The European Parliament has always led the way when it comes to sustainability, pushing the European Union to be more ambitious. Meeting in Strasbourg on Wednesday, November 22, MEPs can use their power to shape one of the EU’s most important environmental laws of recent years, when they vote on the draft EU Packaging and Packaging Waste Regulation (PPWR). Their votes can ensure the new packaging rules are not just fair but effective in setting clear environmental standards.
A lot is at stake here. The PPWR aims to cut needless packaging and packaging waste in all areas of the economy, but the legislation needs to be strong and tight so that everyone plays their part.
Unfortunately, that is not the case in the current version. The draft PPWR favours some economic sectors and discriminates against others – and that is particularly the case in the drinks industry. If left unchanged, the legislation would unnecessarily lead to more packaging on the market. With the eyes of the world on the EU, we cannot allow loopholes that let some sectors wriggle out of their environmental responsibilities.

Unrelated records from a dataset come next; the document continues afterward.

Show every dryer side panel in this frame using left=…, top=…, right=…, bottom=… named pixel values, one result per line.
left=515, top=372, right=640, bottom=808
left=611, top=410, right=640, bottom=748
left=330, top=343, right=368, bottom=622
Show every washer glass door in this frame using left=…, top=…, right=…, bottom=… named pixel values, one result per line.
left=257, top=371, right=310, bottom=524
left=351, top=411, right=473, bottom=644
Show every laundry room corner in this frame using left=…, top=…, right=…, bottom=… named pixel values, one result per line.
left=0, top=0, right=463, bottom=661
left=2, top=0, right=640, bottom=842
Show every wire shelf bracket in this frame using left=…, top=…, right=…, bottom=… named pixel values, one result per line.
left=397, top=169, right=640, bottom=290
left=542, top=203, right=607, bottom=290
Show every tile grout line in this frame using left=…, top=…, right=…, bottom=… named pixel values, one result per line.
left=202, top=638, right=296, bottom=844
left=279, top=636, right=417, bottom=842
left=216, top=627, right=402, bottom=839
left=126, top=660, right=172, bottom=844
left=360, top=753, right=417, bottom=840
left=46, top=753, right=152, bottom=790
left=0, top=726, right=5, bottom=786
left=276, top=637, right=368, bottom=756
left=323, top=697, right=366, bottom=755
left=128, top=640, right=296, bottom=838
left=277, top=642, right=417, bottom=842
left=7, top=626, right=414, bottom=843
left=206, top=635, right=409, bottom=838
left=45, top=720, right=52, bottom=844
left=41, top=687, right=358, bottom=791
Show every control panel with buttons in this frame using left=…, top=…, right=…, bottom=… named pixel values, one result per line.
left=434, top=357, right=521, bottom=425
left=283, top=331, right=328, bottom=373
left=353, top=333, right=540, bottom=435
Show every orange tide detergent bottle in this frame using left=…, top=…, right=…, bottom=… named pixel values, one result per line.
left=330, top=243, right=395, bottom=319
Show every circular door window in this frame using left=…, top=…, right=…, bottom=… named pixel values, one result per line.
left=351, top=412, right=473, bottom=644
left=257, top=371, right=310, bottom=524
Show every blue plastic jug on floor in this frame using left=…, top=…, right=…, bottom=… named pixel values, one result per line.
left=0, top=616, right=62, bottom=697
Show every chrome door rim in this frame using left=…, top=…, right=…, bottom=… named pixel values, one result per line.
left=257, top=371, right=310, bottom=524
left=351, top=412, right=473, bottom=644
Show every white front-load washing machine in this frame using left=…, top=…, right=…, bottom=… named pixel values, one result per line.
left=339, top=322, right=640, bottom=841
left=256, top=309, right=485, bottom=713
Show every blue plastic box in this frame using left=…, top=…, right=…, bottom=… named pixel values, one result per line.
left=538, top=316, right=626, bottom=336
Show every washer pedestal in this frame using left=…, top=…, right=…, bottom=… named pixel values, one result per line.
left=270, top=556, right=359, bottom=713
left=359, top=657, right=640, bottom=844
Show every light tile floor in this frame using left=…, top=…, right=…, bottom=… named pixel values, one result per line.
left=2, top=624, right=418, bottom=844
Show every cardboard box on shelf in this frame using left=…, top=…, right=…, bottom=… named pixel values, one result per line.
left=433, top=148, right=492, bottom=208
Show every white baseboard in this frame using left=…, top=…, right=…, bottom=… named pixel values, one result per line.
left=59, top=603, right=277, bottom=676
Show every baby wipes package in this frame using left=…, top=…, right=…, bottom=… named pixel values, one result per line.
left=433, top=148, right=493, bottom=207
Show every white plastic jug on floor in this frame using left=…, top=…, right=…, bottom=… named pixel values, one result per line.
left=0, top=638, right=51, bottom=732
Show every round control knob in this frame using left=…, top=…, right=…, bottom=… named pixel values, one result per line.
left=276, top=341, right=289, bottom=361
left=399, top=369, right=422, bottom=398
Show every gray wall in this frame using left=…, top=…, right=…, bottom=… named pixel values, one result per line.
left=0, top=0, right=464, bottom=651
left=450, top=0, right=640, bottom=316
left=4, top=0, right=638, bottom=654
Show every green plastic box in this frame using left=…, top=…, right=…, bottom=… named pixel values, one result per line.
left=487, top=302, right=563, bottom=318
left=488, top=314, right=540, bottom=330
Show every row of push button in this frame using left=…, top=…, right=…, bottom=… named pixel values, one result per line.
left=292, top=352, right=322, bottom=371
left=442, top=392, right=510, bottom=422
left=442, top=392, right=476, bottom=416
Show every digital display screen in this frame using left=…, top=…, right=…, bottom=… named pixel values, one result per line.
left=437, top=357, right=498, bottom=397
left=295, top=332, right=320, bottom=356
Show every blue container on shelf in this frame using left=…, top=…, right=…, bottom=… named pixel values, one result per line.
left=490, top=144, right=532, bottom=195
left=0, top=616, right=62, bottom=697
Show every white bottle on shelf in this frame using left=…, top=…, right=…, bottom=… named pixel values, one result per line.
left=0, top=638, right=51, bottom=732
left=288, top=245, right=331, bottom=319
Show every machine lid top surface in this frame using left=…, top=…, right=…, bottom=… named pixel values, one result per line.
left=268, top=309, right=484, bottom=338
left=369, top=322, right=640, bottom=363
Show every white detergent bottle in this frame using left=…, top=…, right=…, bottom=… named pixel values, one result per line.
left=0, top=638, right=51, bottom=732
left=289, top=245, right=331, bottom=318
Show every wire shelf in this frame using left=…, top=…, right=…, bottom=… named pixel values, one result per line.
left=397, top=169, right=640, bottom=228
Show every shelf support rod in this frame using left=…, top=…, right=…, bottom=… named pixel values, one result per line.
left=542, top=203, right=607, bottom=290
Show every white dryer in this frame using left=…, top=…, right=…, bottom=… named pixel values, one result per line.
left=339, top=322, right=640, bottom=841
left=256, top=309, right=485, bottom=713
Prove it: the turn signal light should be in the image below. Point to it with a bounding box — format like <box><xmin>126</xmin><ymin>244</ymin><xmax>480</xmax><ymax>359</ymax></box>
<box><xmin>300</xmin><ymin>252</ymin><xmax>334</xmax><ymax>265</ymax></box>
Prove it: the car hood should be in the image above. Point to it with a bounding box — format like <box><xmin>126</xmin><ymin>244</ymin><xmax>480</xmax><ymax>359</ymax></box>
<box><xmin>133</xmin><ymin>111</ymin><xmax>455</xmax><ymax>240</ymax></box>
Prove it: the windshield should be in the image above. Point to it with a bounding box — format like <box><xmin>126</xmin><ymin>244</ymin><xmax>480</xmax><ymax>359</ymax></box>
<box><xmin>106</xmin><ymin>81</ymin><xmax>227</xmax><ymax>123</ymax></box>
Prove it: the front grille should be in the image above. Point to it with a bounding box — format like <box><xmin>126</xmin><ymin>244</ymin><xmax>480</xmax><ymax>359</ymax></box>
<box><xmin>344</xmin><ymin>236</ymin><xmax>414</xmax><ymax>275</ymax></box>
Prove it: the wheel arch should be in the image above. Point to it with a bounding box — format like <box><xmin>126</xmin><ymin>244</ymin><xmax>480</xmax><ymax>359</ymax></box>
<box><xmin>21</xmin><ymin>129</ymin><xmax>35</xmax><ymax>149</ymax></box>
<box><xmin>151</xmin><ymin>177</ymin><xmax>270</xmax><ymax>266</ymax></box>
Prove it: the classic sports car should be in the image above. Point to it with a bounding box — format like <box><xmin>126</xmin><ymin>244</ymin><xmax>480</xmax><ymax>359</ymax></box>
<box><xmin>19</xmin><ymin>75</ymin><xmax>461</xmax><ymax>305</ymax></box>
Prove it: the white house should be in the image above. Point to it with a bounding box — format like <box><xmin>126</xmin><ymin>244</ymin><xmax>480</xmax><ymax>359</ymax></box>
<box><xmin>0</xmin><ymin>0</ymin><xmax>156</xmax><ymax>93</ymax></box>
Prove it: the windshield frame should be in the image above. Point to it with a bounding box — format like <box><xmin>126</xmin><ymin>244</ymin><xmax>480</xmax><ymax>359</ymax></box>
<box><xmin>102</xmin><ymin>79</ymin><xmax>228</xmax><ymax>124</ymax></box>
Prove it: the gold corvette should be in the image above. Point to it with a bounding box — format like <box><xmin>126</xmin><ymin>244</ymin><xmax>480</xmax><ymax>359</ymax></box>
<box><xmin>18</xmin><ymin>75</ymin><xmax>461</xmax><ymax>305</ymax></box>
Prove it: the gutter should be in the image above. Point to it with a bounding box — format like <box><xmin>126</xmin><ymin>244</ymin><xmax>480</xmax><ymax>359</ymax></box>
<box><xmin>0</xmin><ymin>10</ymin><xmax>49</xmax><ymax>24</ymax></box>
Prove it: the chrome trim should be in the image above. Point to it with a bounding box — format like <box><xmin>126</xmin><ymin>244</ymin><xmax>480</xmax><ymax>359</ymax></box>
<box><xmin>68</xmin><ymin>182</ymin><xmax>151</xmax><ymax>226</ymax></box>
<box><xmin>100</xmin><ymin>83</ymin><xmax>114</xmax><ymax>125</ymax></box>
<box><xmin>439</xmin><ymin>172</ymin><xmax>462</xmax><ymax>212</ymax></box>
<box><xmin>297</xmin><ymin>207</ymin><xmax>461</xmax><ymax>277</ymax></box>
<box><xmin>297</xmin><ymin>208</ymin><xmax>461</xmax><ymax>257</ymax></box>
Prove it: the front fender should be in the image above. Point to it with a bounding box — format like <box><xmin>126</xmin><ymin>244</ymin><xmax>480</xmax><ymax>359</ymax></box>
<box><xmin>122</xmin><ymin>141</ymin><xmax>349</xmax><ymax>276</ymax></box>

But there is a chance to redress this oversight and save the packaging rulebook.
When MEPs vote, they can amend the legislation and ensure a level playing field in the drinks packaging market. MEP Ivan Stefanec, with support from a coalition of MEPs across the political spectrum, has proposed Amendments 447 – 449 to address the most egregious instances of favouritism that have been left there.
What do these amendments do?
They address two major issues that apply to the beer sector but not others: packaging reuse targets and mandatory participation in national deposit return systems (DRS).
Unlike other beverage sectors, brewers already sell half their produce in reusable packaging, returned through well-established, well-functioning systems in many countries. DRS, in place across the world, encourage more people to recycle drinks containers, such as bottles and cans. Two-thirds of glass beer bottles are reused, whilst the other third can be recycled.
But in its current form as voted by the Environment Committee (ENVI), the PPWR report provides a full exemption from mandatory DRS for wine, aromatised wine products and spirit drinks. And it does so without any legal or environmental justification.
This undermines the EU’s Single Market principle of non-discrimination, which recognises that alcoholic beverages – notably wine and beer – are competing products and should not be treated differently. It also undermines the entire environmental principle of the legislation.
The PPWR should instead ensure Europe has a level playing field where all alcoholic beverages play by the same rules, with everyone contributing fairly. Amendments 447 and 449 simply remove the unjustified exemptions.
Stefanec’s Amendment 448 deals with reuse to ensure it applies across all alcoholic drinks categories: it sets targets of 10% for 2030 and 25% for 2040 for the percentage of beverages that should be made available in reusable packaging – all while allowing manufacturers flexibility to achieve reuse targets across their portfolio.
These amendments may seem small but they would have a huge impact not just on the beer sector but on the environment as a whole.
Brewers are proud of their record of sustainability: we lead the way on recycling, reuse and reduction. Our kegs are the ultimate sustainable vessel, lasting decades before being recycled again. But we should not be the ones doing it on our own. Other sectors should not be given a free pass when it comes to cutting packaging and packaging waste.
That is why we are asking MEPs to back the Stefanec amendments. They can make the PPWR fair and effective. That would be better for Europe and the environment.